Don't panic when reading an out of bounds PsdCursor range

[chinedufn]

Hmm - it looks like this would add some overhead to a pretty hot code path. I'm not sure how much - we don't have any benchmarks currently.

What lead to this PR? i.e. What's the motivation behind this change?

Ideally if a PSD file is valid we don't ever try to overread - but there could be a bug(s).

Thanks!

[paolobarbolini]

I think this crate should be as strong as possible to user provided input for it to be used on a server.

I'm using this on a server to extract thumbnails from user uploaded files, and I encountered this problem after erroneously passing a png to this crate. The same issue could have occurred if the user uploaded a corrupt PSD file or one where part of it got trimmed off for some reason.

I'm not sure what the overhead of this would be, but I think it wouldn't be as bad as you think. Rust is already checking to make sure we are not reading memory we shouldn't have access to, and those methods were already returning a Result so callers to it are already matching on the error.

[chinedufn]

Yeah I could totally see the impact being negligible - but I'd heavily prefer to have benchmarks to verify performance against instead of assuming. Other than that yup I'm totally with you!

I'm surprised that you didn't run into this error when passing in a PNG. Any idea why you wouldn't have?

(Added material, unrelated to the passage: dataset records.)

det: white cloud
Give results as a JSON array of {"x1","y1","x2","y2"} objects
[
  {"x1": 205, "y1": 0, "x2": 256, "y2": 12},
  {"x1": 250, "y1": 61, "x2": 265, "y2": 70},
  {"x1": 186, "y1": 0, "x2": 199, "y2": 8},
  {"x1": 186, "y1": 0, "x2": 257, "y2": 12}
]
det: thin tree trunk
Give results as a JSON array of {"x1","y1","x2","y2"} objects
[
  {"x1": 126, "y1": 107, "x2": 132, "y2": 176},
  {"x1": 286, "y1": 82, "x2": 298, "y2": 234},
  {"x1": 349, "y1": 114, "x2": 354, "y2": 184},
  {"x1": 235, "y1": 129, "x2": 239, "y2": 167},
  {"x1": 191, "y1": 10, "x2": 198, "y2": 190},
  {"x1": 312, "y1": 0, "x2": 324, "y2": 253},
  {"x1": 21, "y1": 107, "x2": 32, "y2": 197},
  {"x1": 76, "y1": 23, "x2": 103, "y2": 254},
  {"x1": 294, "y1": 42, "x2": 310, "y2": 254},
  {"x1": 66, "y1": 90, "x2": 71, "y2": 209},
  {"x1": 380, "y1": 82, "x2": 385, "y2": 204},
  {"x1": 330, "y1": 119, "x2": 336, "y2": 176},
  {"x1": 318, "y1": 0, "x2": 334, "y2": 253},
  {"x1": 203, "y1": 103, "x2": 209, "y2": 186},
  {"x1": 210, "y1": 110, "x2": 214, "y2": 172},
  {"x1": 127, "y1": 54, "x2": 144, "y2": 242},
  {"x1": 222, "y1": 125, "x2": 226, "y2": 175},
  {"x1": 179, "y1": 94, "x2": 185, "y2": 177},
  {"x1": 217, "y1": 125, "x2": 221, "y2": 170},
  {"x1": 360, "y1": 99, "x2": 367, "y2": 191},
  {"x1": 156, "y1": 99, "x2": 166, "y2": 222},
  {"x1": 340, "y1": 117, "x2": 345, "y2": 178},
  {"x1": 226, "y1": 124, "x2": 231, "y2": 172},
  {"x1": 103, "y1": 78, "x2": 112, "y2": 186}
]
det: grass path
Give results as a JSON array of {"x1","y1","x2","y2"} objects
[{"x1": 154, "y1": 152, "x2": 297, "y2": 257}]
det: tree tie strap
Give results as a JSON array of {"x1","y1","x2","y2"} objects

https://github.com/chinedufn/psd/blob/4c0d9d9bd5f262e92c02deee2c0713c0db04e1a1/src/sections/file_header_section.rs#L81-L85

---

So one thing that comes to mind for me is that the PSD spec gives us a lot of information about how many bytes we should expect to see.

Here's just one of many examples:

https://github.com/chinedufn/psd/blob/4c0d9d9bd5f262e92c02deee2c0713c0db04e1a1/src/sections/layer_and_mask_information_section/mod.rs#L64-L71

So my first thought here is that we should design the API to not even be able to get to the point where reading bytes from the cursor can crash. We should be returning much more contextual errors before then. Such as "Hey! This section of color info should have 30,000 bytes because the header said so, yet it has ..."

The same issue could have occurred if the user uploaded a corrupt PSD file or one where part of it got trimmed off for some reason

That's a great example. One thing I'm thinking is that at the end of the day a PSD has five sections

https://github.com/chinedufn/psd/blob/4c0d9d9bd5f262e92c02deee2c0713c0db04e1a1/src/sections/mod.rs#L11-L35

Each of which has specs on what to expect in it.

So we should be able to catch and return more contextual errors higher in the chain in all five of these sections based on the PSD specification.

I think that any changes to the parsing should contain a test file and test case (even if it's an intentionally broken one) so that we can handle the kinds of issues you're mentioning in the best way while still having the flexibility to refactor the code without fear.

OR unit tests for the individual section parser sections might be good too...

i.e. https://github.com/chinedufn/psd/tree/master/tests/fixtures

and https://github.com/chinedufn/psd/blob/4c0d9d9bd5f262e92c02deee2c0713c0db04e1a1/tests/channels.rs#L8

But dipping all the way to the bottom and returning cursor errors seems to me like the wrong place to add our resiliency. Since that API is private I think we can ensure correctness without compromising at all on speed by checking remaining bytes only when necessary higher up in the parser.

---

These are just my overall thoughts. Since we haven't worked together before I want to stress that I'm very open to your thoughts and certainly super open to changing my thoughts based on what you think!

So yeah - please let me know what ya think about my perspective on this!

[paolobarbolini]

I totally agree with you. I plan to work on this in the next weeks and start submitting PRs with specific fixes to cases where a file caused it to crash.

ATM I'm not sure why this didn't catch the PNG, the file is totally valid. I'll work on this first since it will stop non PSD files reaching the rest of the API. https://github.com/chinedufn/psd/blob/4c0d9d9bd5f262e92c02deee2c0713c0db04e1a1/src/sections/file_header_section.rs#L81-L85

[chinedufn]

Sounds awesome! If there's anything I can do in terms of pointing you towards different things in the codebase let me know. Excited for your PR(s)!!